= Sea queen =

1960s term for gay men who work aboard merchant vessels

Sea queens is a term referring to gay men who worked aboard mainly merchant vessels before the 1960s. They were predominantly effeminate men who worked in entertainment or as waiters on cruise ships, often acting as off-shore 'wives' for heterosexual sailors during voyages. They were also present in the Navy, as described in the nonfiction monograph Hello Sailor! The Hidden History of Gay Life at Sea by Paul Baker and Jo Stanley, which shares their stories and experiences. The use of Polari language and the attempted expulsion of gay male sailors in Newport, Rhode Island after World War I can also be traced back to sea queens.

== Written narrative ==

=== Hello Sailor! The Hidden History of Gay Life at Sea ===
During the 1950s and 1960s a large percentage of gay men began joining the Navy. In the Navy, gay men could be truthful about their sexuality. They used it as an outlet of freedom where they could express themselves, whether that was through different clothing or other traits and were able to do this without the fear of being discriminated against.

== Historical context ==

=== Polari ===
Gay men may have used Polari to communicate during these times.
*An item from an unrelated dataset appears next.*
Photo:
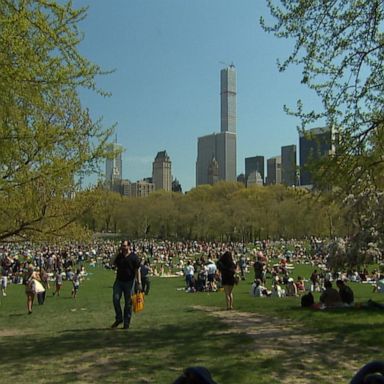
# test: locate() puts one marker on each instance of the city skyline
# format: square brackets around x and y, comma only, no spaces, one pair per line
[165,88]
Polari was a coded language used by gay men that used metaphors and coded or made up words to talk about the topic of homosexuality without others around them knowing.

=== Discrimination in Newport ===
The community of sea queens and the growing number of gays in the Navy was not the only event of this period. Other events reflected the surge in the gay population, but not all had positive outcomes. One notable instance occurred in Newport, Rhode Island where gay male sailors were targeted by the military, discriminated against, and even arrested for being gay.